We had the run of the upstairs on those nights. The nanny, pressed into service in the kitchen, left us alone, and the noise of the dinner covered the drumroll of our feet as we rushed from the music room to the top of the stairs and back as proof of our daring.
Sometimes we eavesdropped, glancing at each other with big eyes when we heard our father swear or our mother tell a bawdy joke. And we heard things our parents did not, like remarks about our father's age and thinning hair, and our mother's youth and lush figure. The men were as guilty as the women, and we even heard our own names in those catty conversations, about how spoiled we were and how we would grow up without ever learning to appreciate hard work.

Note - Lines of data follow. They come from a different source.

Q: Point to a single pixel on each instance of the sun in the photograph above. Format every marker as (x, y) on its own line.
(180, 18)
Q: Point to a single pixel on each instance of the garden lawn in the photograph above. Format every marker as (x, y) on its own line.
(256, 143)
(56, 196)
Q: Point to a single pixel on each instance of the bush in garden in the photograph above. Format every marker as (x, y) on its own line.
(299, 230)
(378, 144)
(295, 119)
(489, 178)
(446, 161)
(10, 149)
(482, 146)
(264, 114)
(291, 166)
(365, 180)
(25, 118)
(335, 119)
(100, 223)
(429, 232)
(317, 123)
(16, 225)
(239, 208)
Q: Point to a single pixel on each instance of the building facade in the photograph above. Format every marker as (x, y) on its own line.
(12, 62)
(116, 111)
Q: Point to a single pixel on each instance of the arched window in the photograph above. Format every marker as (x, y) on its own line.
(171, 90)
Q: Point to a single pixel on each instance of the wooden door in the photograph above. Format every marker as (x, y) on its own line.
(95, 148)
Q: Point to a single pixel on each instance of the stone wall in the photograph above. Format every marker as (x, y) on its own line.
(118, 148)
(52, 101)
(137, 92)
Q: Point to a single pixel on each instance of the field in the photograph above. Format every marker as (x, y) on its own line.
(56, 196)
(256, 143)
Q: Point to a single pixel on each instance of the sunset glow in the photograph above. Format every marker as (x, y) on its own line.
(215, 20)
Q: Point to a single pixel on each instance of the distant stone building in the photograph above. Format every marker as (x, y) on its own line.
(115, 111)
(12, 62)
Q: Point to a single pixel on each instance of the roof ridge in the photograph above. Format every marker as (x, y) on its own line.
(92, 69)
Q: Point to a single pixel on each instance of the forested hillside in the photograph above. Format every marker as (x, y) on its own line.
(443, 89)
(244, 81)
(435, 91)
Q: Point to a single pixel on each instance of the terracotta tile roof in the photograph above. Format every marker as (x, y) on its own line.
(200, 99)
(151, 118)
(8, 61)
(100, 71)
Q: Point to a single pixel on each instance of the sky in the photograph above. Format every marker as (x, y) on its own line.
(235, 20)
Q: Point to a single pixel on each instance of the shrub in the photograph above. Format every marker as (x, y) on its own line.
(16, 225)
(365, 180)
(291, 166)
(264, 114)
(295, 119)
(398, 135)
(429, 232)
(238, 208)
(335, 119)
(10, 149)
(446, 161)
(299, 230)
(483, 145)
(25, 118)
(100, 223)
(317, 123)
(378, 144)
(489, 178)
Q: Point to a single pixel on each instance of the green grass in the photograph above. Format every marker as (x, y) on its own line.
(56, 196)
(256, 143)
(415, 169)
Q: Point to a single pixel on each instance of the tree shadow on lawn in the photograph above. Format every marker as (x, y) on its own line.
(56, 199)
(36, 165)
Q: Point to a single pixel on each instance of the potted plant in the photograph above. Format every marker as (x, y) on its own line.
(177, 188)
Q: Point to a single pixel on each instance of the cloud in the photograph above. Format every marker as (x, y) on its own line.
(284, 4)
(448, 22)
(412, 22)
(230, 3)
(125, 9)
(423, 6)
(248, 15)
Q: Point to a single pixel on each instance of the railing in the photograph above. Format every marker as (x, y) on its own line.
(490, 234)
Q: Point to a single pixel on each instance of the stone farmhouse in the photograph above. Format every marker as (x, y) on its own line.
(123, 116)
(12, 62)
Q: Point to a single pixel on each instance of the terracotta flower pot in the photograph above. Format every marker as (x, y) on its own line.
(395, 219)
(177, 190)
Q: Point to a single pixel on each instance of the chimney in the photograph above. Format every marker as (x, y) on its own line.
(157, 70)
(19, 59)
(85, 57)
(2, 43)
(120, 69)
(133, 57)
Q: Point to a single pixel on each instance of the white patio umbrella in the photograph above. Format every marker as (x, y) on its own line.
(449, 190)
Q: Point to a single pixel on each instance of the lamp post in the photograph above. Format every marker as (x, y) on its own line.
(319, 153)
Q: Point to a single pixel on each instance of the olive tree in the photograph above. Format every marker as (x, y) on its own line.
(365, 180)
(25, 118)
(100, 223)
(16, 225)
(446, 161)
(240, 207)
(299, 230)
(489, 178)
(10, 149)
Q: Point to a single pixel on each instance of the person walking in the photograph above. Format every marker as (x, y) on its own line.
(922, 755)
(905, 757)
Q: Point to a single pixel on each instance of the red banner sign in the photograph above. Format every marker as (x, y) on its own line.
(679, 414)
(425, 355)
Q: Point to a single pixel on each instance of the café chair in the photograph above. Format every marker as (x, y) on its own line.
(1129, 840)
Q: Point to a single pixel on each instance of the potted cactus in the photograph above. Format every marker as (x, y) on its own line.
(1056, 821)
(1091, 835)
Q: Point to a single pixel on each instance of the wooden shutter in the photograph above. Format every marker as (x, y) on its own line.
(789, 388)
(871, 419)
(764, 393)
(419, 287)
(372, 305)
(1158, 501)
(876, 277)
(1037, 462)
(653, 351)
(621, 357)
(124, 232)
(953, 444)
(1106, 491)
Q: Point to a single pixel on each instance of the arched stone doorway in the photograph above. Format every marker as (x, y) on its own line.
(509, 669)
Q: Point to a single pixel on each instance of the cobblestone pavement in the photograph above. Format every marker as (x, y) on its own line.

I knew what spoiled was. Kimmy Kay Watson down the street was spoiled. She got not one, but
two
ponies for her sixth birthday, one for her friends to ride and one that she never had to share. I asked for a pony for my fifth birthday and got a tattered first edition of
Little Women
instead. So I knew I was not spoiled.
Our eavesdropping never lasted for long; we had our own rituals to attend to. We always danced first, a childish shag that our mother taught us, twining our hands together and awkwardly flinging ourselves away and then toward each other, tethered by fingers gone numb. When we finally broke apart, panting, I followed her lead, as I had ever since I could crawl after her. Sometimes we played Alligators in the Carpet, sometimes The Witch in the Attic, sometimes Schoolteacher and Brilliant Pupil or, when I got my way, Superhero Twins.